Since the start of the pandemic and the rapid shift to remote working, people have been working longer and longer hours to make up for time spent recovering from distractions and interruptions in their home environment. Research shows it takes an average of 23 minutes to get back on task after an interruption – and that was before the pandemic.
Just think of the distractions at home: the doorbell, the needy pet, the noisy flatmates; not to mention the pile of dishes that needs doing in the kitchen. And until very recently, children needing homeschooling at the same time that you needed to work. It’s no wonder people are working longer than ever and reporting increased levels of burnout and stress.
Growing work-life imbalance
Research published by Harvard Business Review last month shows that in 2020, burnout reached epidemic levels: 89% of respondents said their work life was getting worse, and 85% said their well-being had declined over the past year. The key predictors of burnout, exhaustion and cynicism, are at record levels.
Now that a cautious path out of lockdown in the UK has been outlined, everyone is talking about the return to work, and what this might look like over the next few months. While a date hasn’t yet been set for offices to re-open, one thing is for certain: things won’t go back to the way they were.
The changing face of the workplace
Although that has the potential to be a positive thing – Who wants to go back to commuting and spending 8 hours at an office desk, 5 days a week? Steps need to be taken to support employees through this changing working model. Finding ways to remove the time pressures and distractions that are leaving so many people exhausted.
With greater flexibility and new opportunities., the potential for increased remote working to boost well-being is obvious. But how can we ensure that the negatives don’t outweigh the positives?
Is hybrid working the way forward?
It seems that for many, the future of work will be hybrid. Both employers and employees seem to be signalling that a blended approach will be favoured. This could see employees coming into the office for 1–2 days a week, and working remotely the rest of the time. On the face of it, it’s an approach that would see employees come into the office for work that requires collaboration and face to face time, and work remotely for tasks which require concentration and focus. As such, it seems to make sense.
But how easy is it to focus when working from home? Since launching Pluto in December, we have spoken to hundreds of people about their experiences of working from home. Over 50% told us that distractions and an inability to focus in their home environment was their biggest issue. The problem is just as serious for young professionals as it is for working parents.

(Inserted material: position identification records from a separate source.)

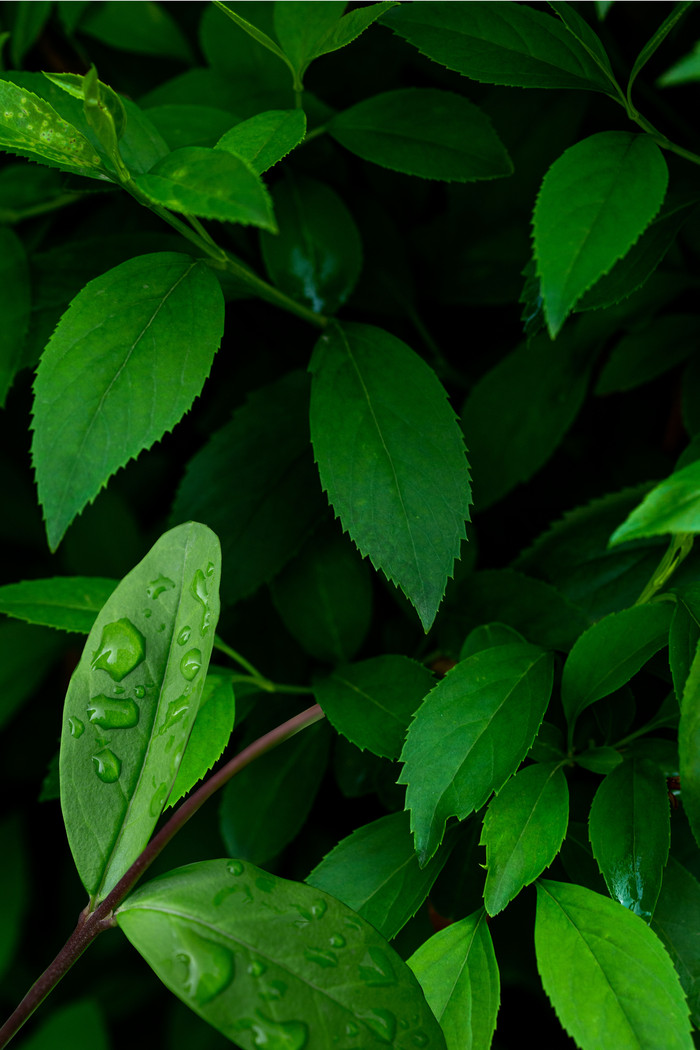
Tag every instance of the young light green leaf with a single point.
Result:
(263, 140)
(210, 734)
(276, 963)
(124, 364)
(390, 458)
(132, 701)
(672, 506)
(317, 255)
(630, 833)
(458, 970)
(505, 43)
(607, 974)
(424, 131)
(373, 702)
(595, 202)
(493, 704)
(209, 183)
(611, 652)
(376, 873)
(524, 828)
(67, 603)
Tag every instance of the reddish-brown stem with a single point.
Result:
(92, 923)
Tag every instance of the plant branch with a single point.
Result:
(93, 922)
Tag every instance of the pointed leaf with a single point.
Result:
(459, 973)
(132, 700)
(607, 974)
(124, 364)
(524, 828)
(630, 834)
(595, 202)
(376, 873)
(268, 961)
(426, 132)
(390, 457)
(493, 704)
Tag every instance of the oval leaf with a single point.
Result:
(132, 700)
(125, 363)
(254, 954)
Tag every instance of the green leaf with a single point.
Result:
(209, 183)
(263, 140)
(594, 203)
(611, 652)
(535, 393)
(324, 597)
(125, 363)
(210, 734)
(390, 458)
(459, 973)
(317, 255)
(373, 702)
(276, 952)
(15, 307)
(630, 833)
(132, 700)
(67, 603)
(376, 873)
(672, 506)
(423, 131)
(266, 805)
(493, 704)
(606, 973)
(509, 44)
(524, 828)
(676, 922)
(263, 519)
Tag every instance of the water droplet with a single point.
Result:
(77, 728)
(122, 648)
(107, 765)
(376, 968)
(157, 586)
(382, 1023)
(109, 712)
(191, 664)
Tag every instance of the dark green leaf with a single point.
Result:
(426, 132)
(373, 702)
(630, 834)
(279, 963)
(509, 44)
(493, 704)
(611, 652)
(524, 828)
(132, 701)
(459, 973)
(376, 873)
(125, 363)
(390, 457)
(607, 974)
(317, 255)
(263, 519)
(594, 203)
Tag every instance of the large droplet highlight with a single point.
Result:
(122, 648)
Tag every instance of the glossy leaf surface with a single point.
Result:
(607, 974)
(132, 701)
(524, 828)
(270, 961)
(125, 363)
(390, 458)
(459, 973)
(493, 704)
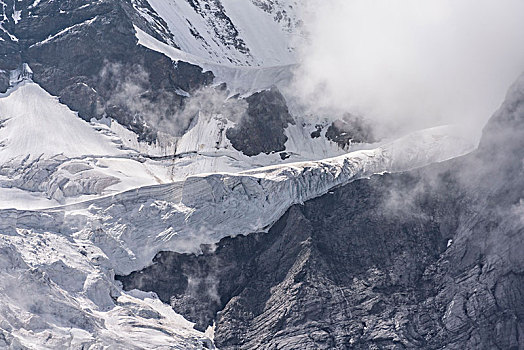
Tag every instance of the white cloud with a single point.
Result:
(407, 64)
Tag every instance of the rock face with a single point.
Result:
(87, 55)
(261, 129)
(350, 129)
(427, 259)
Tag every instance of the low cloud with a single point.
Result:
(408, 64)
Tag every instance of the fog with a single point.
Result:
(408, 64)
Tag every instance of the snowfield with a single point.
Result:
(90, 204)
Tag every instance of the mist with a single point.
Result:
(411, 64)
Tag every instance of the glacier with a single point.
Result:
(79, 205)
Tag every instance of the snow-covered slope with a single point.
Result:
(239, 79)
(34, 125)
(57, 264)
(231, 31)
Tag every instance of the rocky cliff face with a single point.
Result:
(429, 259)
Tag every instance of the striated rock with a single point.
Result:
(427, 259)
(261, 129)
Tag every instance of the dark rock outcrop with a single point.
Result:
(428, 259)
(86, 53)
(350, 129)
(261, 129)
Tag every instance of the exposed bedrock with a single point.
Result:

In the post-pandemic future, deep work and critical thinking will be more important than ever. But 18.3 million people in the UK don’t have a private workspace at home. They can’t just close the door on distractions and noise. If people can’t focus in their home environment and working from the office is no longer an option, where are they supposed to go?
New solutions for a changing infrastructure
Existing solutions to support working outside the home, such as coffee shops and coworking spaces, don’t solve the problem. They can be just as distracting, and unsuitable for focused work.
Nobody wants to go back to the old days of sitting on a train for 10 hours a week, or sitting at the same desk from Monday to Friday and barely seeing their kids. But if employers want to address burnout and mental health issues among their workforce, they will need to do more than just “allow” remote working for a few days a week.
Much more attention needs to be given to the environments required for different types of work, rather than a one-size fits all approach. A workforce isn’t just a homogenous group. Greater consideration needs to be given to individuals’ personal situation and ability to work effectively away from the office.
There is no denying that a more flexible approach to work will benefit everyone in the long-term. But a broader view of what is needed to support employee mental health and wellbeing will benefit everyone in the new world of work.
Luke Aviet is the co-founder and CEO of Space Republic the creator of Pluto.